Bir sanatçının dengesiz davranışlarını, dostlarıyla kavgalarını hep bir sanatçı ruh hali içinde yorumlamak gerekir. Belki onun eserini, yaptıklarını, yapamadıklarını daha iyi anlar, yorumlarsınız.

Onun için ben anılarla, anekdotlarla bir sanatçının dünyasının, eserlerinin daha iyi anlaşılacağı kanısındayım.

Degüstasyon’daki kavgayı, hapishaneye düşüşünü bu bağlamda yorumlamak gerekiyor.

İzmir sergisinde, boş tuvalin karışısına zorla oturup resim yaptığı geceyi dostları elbette unutamaz.
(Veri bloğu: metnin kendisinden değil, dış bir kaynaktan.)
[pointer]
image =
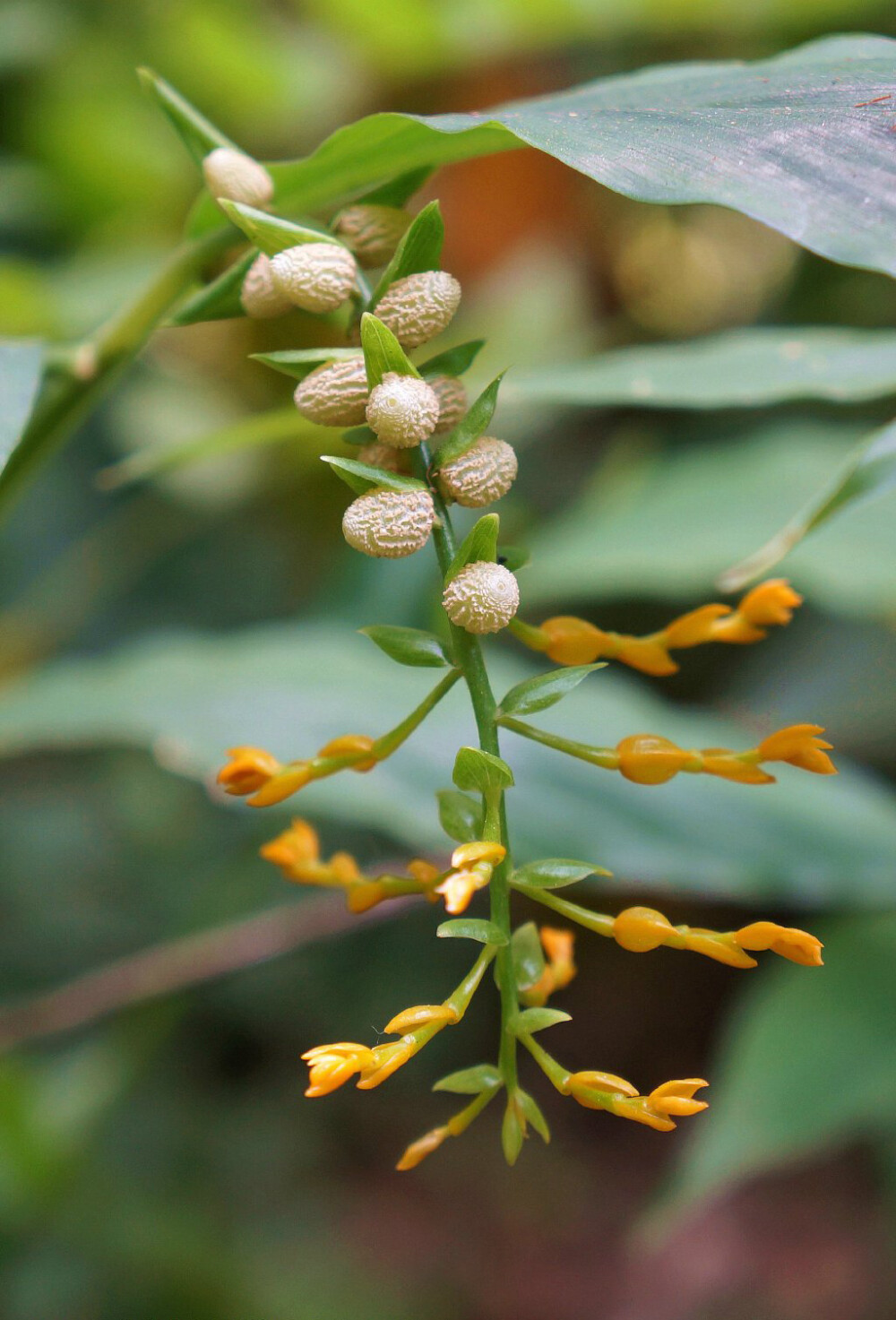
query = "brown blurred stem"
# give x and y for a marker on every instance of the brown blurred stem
(181, 964)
Hasan Esat Işık’ın Anıları bölümü benim için çok önemli bir mesajı içeriyor.

Işık, Paris Büyükelçiliği sırasında, ressamın Fransa’da ve Türkiye’de ün sağlamasına büyük katkıda bulunmuştur.
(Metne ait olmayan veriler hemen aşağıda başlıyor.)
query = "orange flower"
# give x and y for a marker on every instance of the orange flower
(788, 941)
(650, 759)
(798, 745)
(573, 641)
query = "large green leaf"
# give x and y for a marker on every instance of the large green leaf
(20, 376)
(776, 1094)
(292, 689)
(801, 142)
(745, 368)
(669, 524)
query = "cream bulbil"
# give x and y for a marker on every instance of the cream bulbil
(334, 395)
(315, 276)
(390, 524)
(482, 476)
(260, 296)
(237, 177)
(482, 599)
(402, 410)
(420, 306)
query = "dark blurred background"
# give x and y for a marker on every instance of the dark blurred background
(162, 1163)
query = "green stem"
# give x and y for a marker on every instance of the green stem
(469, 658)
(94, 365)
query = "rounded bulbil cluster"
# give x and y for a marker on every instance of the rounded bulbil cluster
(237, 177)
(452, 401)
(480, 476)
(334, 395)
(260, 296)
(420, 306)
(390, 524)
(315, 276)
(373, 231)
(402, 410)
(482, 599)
Dışişleri ve Milli Savunma Bakanlığı da yapan Işık, Türk Turizm Bürosu’nda bir sergi açmış, şunları söylemiştir:

‘Bence o, bu toplumu fotoğraftan daha iyi tespit eden sanatçılardan biridir. Toplumumuzun sosyal yönünü ince ayrıntılarıyla yakalayıp yüksek bir sanat zevkiyle yansıtmasını bilmiş bir kişidir.’

Sanatçıların, diplomatların sözleriyle, yazılarıyla Fikret Muallá’yı bütün renkleriyle tanıyabilirsiniz.

Selim Turan, Halûk Kura, Sadi Öziş, Oktay Günday, Neşet Günal, Bedri Rahmi, Elif Naci, Semiha Berksoy’un Fikret Muallá üzerine düşüncelerini, sanatıyla ilgili yargılarını öğrenmek önemli. Çünkü onu ressamların görüşünden, değişik kişilerin objektifinden değerlendirmek ilgimi çekti. Neşet Günal’ın yorumunu özellikle okumanızı isterim.

Ne var ki, benim beğendiğim bölüm, mektuplardan oluşan bölüm. Orada iki dostun içtenliğini, bir sanatçının kırılgan dünyasını buluyorsunuz.

Hıfzı Topuz’un yazılarıyla, Kerem Topuz’un fotoğraflarıyla ilgi çekici, kitaplığınızı süsleyecek bir çalışma.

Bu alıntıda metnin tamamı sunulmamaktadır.